There's a speed test in greensock website comparing speed with other animations libraries, JQuery or Even CSS Transitions. It's benchmarking FPS by animating hundreds/thousands of perticles.
The FPS of greensock animations outnumbered everything else. Css transitions & JQuery is not much close to greensock.
I tried searching about greensock but couldn't find much useful information. Most of them aren't explained well.
I'm still a amateur in javascript. If I try to make my own JS animations, those won't be as fast as gsap. Not even close. So it would be great to know what happens underneath the hood. How they optimize that much!
Jack (the creator of GreenSock) tells how GSAP is so fast in this forum post among other places. To recap some of the points there:
- Use highly optimized JavaScript across the board (this entails many things like using linked lists, local variables, quick lookup tables, inlining code, bitwise operators, leveraging prototypes instead of recreating functions/variables for each instance, etc.)
- Engineer the structure of the platform so that it lends itself very well to high-pressure situations, minimizing function calls and making sure things are gc-friendly.

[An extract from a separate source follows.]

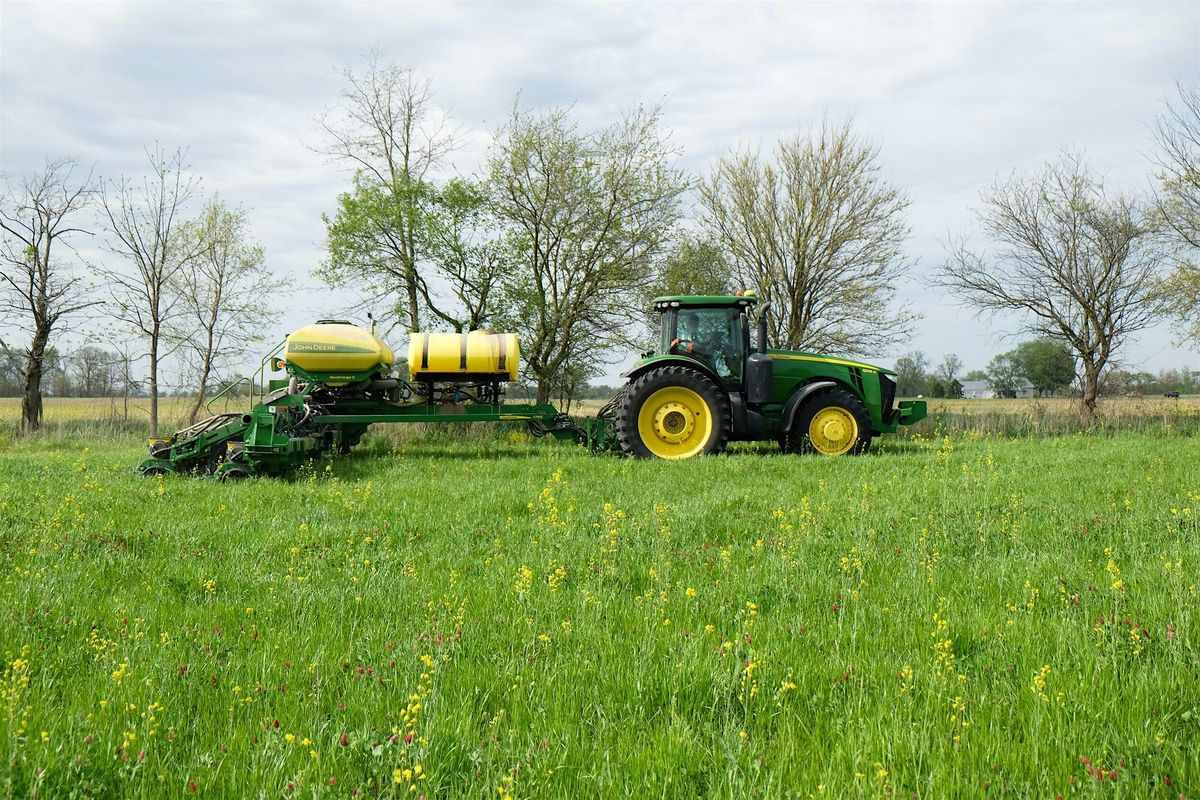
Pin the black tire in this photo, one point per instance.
(798, 439)
(631, 401)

- Make updates in a single update loop that's driven by requestAnimationFrame, only falling back to setTimeout() if necessary.
- Cache some important values internally for faster updates.
- For CSS transforms, we calculate matrix values and construct either a matrix() or matrix3d() when there's any rotation or skewing because our tests showed that it was faster.
There's no silver bullet that makes it fast. It just is smart in the way that it does things based on over a dozen years of experience.